How many of us are happy with the idea of our names being on several unknown mailing lists, let alone the whole history of what we get up to every day? In both situations the police would still be able to access this kind of information, but at least they are a publicly accountable body whose prime concern is the well-being of us citizens, unlike large corporations who are private, and primarily concerned with making money. Okay, none of us would really like to be snooped on, but I'd prefer that it was the police looking at me, rather than the police AND every Tom, Dick and Harry who felt curious.

Tim Aidley
timaidley@mail.enterprise.net

  Rose-Tinted Hind Sight

Negroponte's article "Laptop Envy" (Wired 2.12) was mostly good except ... when I were a lad, I worked 14 hours cutting punch cards out of steel plate and spent five weeks loading them into my laptop by steam train, only to find some tosser had already perfected the "does not compute" body odour - 150 of us lived in a rolled up newspaper in the middle of the motorway, and were thankful.... Does still having all your fingers count as a "constant digital presence"?

Bob McClean
bob@msexch.logicom.co.uk

  Luddites Who Lunch

Maybe I can shed some light on the reason why Reuters, of all organisations, is so eager to tell us why we (and particularaly the busy managers among us) are suffering from information overload ("King Ludd", Wired 2.12). Surely those gatherers, manipulators and regurgitators of news want us to see as much as possible.

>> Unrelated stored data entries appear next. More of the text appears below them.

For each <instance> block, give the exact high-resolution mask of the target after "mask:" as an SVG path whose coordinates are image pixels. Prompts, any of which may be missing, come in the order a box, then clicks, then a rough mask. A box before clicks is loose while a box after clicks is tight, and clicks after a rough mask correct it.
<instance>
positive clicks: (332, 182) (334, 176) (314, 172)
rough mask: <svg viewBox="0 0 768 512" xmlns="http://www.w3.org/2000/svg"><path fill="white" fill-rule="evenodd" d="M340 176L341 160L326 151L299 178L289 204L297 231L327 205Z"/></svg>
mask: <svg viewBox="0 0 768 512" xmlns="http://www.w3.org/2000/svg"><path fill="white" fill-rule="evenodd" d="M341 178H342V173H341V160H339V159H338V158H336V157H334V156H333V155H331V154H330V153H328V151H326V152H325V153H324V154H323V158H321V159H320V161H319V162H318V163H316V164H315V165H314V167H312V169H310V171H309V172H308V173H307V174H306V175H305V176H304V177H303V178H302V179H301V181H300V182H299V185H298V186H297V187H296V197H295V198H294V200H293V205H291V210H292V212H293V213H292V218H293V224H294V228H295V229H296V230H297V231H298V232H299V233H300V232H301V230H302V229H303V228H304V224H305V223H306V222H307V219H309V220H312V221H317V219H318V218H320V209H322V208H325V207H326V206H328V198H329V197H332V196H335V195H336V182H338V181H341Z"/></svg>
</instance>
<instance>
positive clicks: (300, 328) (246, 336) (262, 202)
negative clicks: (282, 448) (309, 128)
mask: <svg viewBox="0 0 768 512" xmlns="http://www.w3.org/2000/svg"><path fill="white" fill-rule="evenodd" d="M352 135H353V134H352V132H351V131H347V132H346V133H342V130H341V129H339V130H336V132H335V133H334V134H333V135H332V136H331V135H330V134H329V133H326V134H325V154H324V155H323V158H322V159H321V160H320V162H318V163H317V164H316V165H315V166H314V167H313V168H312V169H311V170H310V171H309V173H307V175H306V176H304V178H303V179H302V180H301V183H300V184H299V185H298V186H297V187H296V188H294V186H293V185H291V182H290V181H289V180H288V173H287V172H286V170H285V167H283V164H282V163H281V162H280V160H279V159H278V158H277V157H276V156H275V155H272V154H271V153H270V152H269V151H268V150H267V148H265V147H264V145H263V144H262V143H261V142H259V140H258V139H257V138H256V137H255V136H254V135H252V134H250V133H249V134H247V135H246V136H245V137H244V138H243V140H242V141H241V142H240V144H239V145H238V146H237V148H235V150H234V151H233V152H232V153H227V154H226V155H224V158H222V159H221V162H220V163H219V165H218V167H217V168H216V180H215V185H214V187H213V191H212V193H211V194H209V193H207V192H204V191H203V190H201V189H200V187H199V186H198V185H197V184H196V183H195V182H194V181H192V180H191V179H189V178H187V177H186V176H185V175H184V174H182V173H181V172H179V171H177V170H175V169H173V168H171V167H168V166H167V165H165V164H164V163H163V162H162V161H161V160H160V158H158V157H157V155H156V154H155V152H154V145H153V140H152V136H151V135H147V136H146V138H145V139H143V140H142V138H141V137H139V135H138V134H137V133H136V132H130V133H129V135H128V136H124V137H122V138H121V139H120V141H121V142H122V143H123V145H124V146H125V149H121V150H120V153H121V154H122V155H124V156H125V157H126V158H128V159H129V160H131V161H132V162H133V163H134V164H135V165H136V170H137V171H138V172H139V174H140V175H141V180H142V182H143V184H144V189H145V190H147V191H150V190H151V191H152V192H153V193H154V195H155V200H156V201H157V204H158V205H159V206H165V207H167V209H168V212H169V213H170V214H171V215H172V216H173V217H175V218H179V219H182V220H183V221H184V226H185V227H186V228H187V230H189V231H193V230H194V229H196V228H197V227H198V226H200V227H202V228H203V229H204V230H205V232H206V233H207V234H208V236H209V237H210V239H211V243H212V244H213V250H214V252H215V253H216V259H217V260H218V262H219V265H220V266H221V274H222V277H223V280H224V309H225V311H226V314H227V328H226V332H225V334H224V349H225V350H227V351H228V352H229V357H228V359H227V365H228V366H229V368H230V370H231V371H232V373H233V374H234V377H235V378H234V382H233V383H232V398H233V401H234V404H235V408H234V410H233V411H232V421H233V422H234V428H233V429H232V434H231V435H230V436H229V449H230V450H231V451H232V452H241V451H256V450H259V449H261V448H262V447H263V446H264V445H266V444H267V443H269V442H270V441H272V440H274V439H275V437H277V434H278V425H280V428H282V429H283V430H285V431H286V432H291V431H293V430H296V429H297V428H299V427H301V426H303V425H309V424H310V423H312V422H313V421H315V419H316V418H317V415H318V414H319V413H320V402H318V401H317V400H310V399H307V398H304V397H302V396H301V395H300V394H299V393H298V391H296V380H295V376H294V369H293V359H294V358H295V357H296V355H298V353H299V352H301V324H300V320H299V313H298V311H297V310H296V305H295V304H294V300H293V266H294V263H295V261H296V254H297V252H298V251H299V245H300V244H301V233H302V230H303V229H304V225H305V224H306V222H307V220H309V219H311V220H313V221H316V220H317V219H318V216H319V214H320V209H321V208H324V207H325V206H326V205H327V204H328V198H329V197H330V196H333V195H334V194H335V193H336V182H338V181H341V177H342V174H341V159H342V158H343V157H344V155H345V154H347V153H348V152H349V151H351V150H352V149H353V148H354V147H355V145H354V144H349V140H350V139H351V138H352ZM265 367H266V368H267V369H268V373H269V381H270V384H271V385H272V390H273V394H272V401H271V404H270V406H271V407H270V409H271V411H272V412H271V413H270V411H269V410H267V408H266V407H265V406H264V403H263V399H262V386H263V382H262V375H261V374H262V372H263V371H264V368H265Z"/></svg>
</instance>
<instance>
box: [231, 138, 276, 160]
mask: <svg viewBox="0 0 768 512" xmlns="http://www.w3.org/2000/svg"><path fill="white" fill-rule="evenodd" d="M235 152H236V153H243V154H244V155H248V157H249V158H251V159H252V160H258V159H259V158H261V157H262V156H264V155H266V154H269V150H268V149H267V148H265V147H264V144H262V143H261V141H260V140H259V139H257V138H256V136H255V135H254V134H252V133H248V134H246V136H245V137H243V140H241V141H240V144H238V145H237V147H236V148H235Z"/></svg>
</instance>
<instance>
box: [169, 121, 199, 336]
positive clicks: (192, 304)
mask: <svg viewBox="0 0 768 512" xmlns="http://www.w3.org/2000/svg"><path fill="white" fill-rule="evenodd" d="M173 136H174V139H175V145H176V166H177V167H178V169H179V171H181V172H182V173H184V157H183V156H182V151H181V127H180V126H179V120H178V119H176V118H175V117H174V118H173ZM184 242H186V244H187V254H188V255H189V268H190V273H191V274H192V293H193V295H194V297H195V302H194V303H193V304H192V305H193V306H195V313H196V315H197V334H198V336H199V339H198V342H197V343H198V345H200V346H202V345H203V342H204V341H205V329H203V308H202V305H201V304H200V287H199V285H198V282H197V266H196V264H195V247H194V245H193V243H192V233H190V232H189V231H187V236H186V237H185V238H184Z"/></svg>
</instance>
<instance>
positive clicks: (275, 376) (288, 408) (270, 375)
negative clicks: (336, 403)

And they want to make our lives that bit easier by viewing that information on their "simple, easy-to-use" and pricey Business Brief-ing service, don't they? It's similar to the recent "news story" about office workers only having seven minutes for lunch - put out by Boots, purveyors of fine sandwiches to the working classes. One always has to be careful about who's disseminating that information - and why.